Dedup performance

196 views
Skip to first unread message

vvatashki

unread,
Apr 13, 2010, 5:37:40 AM4/13/10
to zfs-fuse
What is your write performance with enabled dedup ?
My build is "restore zdb -l block-device"
7117902d92b9e35663f12c67be2cfdbc3e376b30
On my raidz setup (3x2Tb) with dedup=on over dm-crypt I get this:

dd if=/dev/frandom of=/zfs/test.bin bs=1M count=1000
1000+0 records in
1000+0 records out
1048576000 bytes (1.0 GB) copied, 138.079 s, 7.6 MB/s

With dedup=off the result is this

dd if=/dev/frandom of=/zfs/test.bin bs=1M count=1000
1000+0 records in
1000+0 records out
1048576000 bytes (1.0 GB) copied, 11.0236 s, 95.1 MB/s

My /dev/frandom device produce random bits at 223 MB/s. My system is
debian sid, E5200, 3Gb Ram

dd if=/dev/frandom of=/dev/null bs=1M count=1000
1000+0 records in
1000+0 records out
1048576000 bytes (1.0 GB) copied, 4.70152 s, 223 MB/s

My zfsrc is at defaults. What is your performance with
dedup={on,sha256,verify} ?
Later I'll detailed post bonnie++ and iostat results.

Emmanuel Anne

unread,
Apr 13, 2010, 5:55:52 AM4/13/10
to zfs-...@googlegroups.com
With dedup=verify it would be even slower !
It's not extremely surprising. Dedup performance is directly dependant on the number of cores + the power of your cpu (and the ram available). But even with a super system you would still be slower than with dedup=off.

Don't know about the real performance numbers though.
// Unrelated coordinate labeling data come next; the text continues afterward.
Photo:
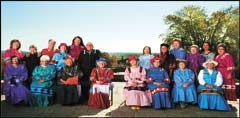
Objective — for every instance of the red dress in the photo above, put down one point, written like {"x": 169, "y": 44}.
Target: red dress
{"x": 226, "y": 67}
{"x": 99, "y": 96}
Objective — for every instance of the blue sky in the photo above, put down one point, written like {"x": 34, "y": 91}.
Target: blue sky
{"x": 117, "y": 26}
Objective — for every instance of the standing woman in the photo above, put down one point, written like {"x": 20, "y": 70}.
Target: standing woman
{"x": 195, "y": 60}
{"x": 67, "y": 81}
{"x": 76, "y": 47}
{"x": 13, "y": 88}
{"x": 31, "y": 61}
{"x": 50, "y": 50}
{"x": 101, "y": 76}
{"x": 169, "y": 61}
{"x": 144, "y": 60}
{"x": 58, "y": 58}
{"x": 41, "y": 86}
{"x": 14, "y": 50}
{"x": 226, "y": 67}
{"x": 158, "y": 82}
{"x": 87, "y": 61}
{"x": 135, "y": 91}
{"x": 177, "y": 51}
{"x": 207, "y": 51}
{"x": 209, "y": 89}
{"x": 184, "y": 90}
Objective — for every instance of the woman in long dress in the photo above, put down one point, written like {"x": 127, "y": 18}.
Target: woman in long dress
{"x": 13, "y": 88}
{"x": 41, "y": 86}
{"x": 226, "y": 67}
{"x": 101, "y": 78}
{"x": 209, "y": 89}
{"x": 184, "y": 90}
{"x": 136, "y": 92}
{"x": 144, "y": 60}
{"x": 158, "y": 82}
{"x": 67, "y": 81}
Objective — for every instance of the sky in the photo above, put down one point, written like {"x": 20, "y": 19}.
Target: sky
{"x": 115, "y": 26}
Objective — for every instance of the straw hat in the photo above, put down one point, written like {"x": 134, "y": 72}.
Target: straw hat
{"x": 209, "y": 61}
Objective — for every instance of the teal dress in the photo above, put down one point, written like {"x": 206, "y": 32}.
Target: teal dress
{"x": 40, "y": 93}
{"x": 211, "y": 98}
{"x": 181, "y": 94}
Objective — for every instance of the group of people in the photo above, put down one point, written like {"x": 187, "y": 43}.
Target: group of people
{"x": 78, "y": 73}
{"x": 173, "y": 77}
{"x": 69, "y": 75}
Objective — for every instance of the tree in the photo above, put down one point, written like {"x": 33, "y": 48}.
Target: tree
{"x": 194, "y": 26}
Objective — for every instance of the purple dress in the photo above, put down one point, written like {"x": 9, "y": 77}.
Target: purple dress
{"x": 14, "y": 90}
{"x": 195, "y": 62}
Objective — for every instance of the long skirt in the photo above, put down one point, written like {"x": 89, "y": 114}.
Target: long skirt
{"x": 41, "y": 96}
{"x": 212, "y": 100}
{"x": 99, "y": 96}
{"x": 161, "y": 100}
{"x": 67, "y": 94}
{"x": 180, "y": 94}
{"x": 16, "y": 93}
{"x": 134, "y": 97}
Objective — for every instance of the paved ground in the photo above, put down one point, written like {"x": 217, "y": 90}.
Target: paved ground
{"x": 118, "y": 109}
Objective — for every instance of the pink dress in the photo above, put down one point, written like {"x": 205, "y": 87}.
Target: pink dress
{"x": 226, "y": 67}
{"x": 138, "y": 95}
{"x": 12, "y": 52}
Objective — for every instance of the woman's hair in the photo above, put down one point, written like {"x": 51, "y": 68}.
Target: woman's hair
{"x": 81, "y": 40}
{"x": 14, "y": 56}
{"x": 13, "y": 41}
{"x": 148, "y": 48}
{"x": 210, "y": 47}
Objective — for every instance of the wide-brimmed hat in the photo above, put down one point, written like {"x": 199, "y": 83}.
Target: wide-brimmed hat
{"x": 194, "y": 46}
{"x": 102, "y": 60}
{"x": 164, "y": 44}
{"x": 132, "y": 57}
{"x": 177, "y": 39}
{"x": 209, "y": 61}
{"x": 44, "y": 58}
{"x": 62, "y": 44}
{"x": 182, "y": 60}
{"x": 68, "y": 57}
{"x": 156, "y": 58}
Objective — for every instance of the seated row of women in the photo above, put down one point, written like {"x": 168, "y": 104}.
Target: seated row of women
{"x": 155, "y": 90}
{"x": 48, "y": 84}
{"x": 142, "y": 88}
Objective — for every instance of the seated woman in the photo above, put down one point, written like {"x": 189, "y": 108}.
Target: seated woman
{"x": 101, "y": 77}
{"x": 67, "y": 81}
{"x": 136, "y": 92}
{"x": 13, "y": 88}
{"x": 41, "y": 86}
{"x": 210, "y": 91}
{"x": 158, "y": 82}
{"x": 184, "y": 90}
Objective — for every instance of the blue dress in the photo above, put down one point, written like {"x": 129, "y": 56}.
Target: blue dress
{"x": 211, "y": 98}
{"x": 179, "y": 53}
{"x": 160, "y": 94}
{"x": 41, "y": 92}
{"x": 181, "y": 94}
{"x": 59, "y": 59}
{"x": 13, "y": 89}
{"x": 144, "y": 61}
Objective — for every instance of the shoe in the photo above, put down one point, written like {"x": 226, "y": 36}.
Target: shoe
{"x": 133, "y": 108}
{"x": 182, "y": 105}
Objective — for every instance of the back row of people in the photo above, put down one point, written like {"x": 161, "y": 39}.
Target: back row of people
{"x": 152, "y": 87}
{"x": 87, "y": 63}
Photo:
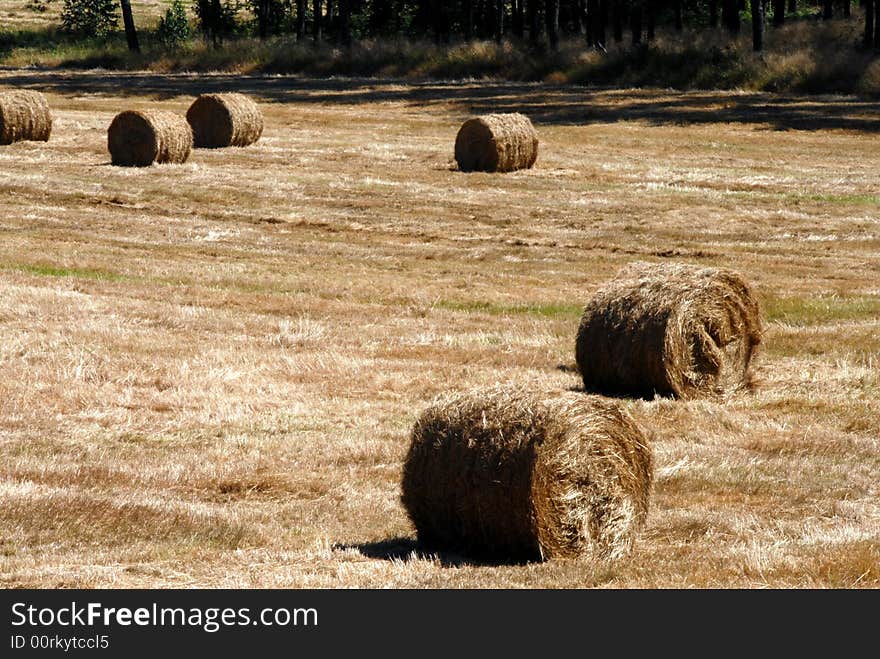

If someone has some time to loose in running some benchmark program (bonnie, iostat...), it would be interesting to have a comparison of :
 - no zfsrc at all, no special command line
 - default zfsrc as it is currently in my git
 - very latest git from yesterday with patch for default_permissions + command line -a 3600 -e 3600 -o default_permissions
 - and eventually the fastest of the above with dedup=on

2010/4/13 vvatashki <vvat...@gmail.com>

--
To post to this group, send email to zfs-...@googlegroups.com
To visit our Web site, click on http://zfs-fuse.net/

To unsubscribe, reply using "remove me" as the subject.



--
zfs-fuse git repository : http://rainemu.swishparty.co.uk/cgi-bin/gitweb.cgi?p=zfs;a=summary

Fajar A. Nugraha

unread,
Apr 13, 2010, 6:08:54 AM4/13/10
to zfs-...@googlegroups.com
On Tue, Apr 13, 2010 at 4:55 PM, Emmanuel Anne <emmanu...@gmail.com> wrote:
> With dedup=verify it would be even slower !
> It's not extremely surprising. Dedup performance is directly dependant on
> the number of cores + the power of your cpu (and the ram available). But
> even with a super system you would still be slower than with dedup=off.
>
> Don't know about the real performance numbers though.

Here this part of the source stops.